DIET COKE AND NUTCRACKERS
There is a very good reason why you should not put a fresh Diet Coke down next to a supposedly empty can of the stuff and I was just reminded of it. Yuck. Sometimes I will pour a wee bit of the real thing into the can to give it a boost and someone else will confuse my can with his and take a gulp and then - after a series of tongue gestures - cry out about the presence of Coke in a Diet Coke can. Like that bothers me. It should be a lesson to them in this age of terrorist threats . . . next time it may be Pepsi.I don't know why I am up now. Well, yes, of course I do: I am restless and can't sleep anymore and my attempts to daydream myself into real dreaming failed. So, here I sit, having checked the CNN news site and read Jon Stewart's address at William and Mary when he received an honorary doctorate.

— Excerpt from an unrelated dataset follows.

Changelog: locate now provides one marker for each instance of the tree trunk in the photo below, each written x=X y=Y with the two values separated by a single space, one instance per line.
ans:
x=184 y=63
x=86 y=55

Really, I just read it. Cameron asked me a question about Stewart yesterday and when I googled him this morning, I wound up on the speech page; read the whole thing and it was okay, well pretty good.
Oh, I just noticed my right palm: it has my name written on it in black marker - fine point. Summer and I were giving all the nutcrackers names yesterday, writing them on the bottom of their little feet, and in an odd moment wrote our names on our hands. We have a lot of nutcrackers and yesterday we made but a dent, so we have work before us, dealing with the identity crises of all the guys. She thinks the names we handed out yesterday were old-fashioned - Max and Axel (twins), Randolph, Phillip and so forth - although we do have a Bob, named after Bill Murray tied on the mast in one of our favorite movies. We are going to do the next round in a more modern mood, so we will probably have Austin and Justin and Jason and Cody and Josh.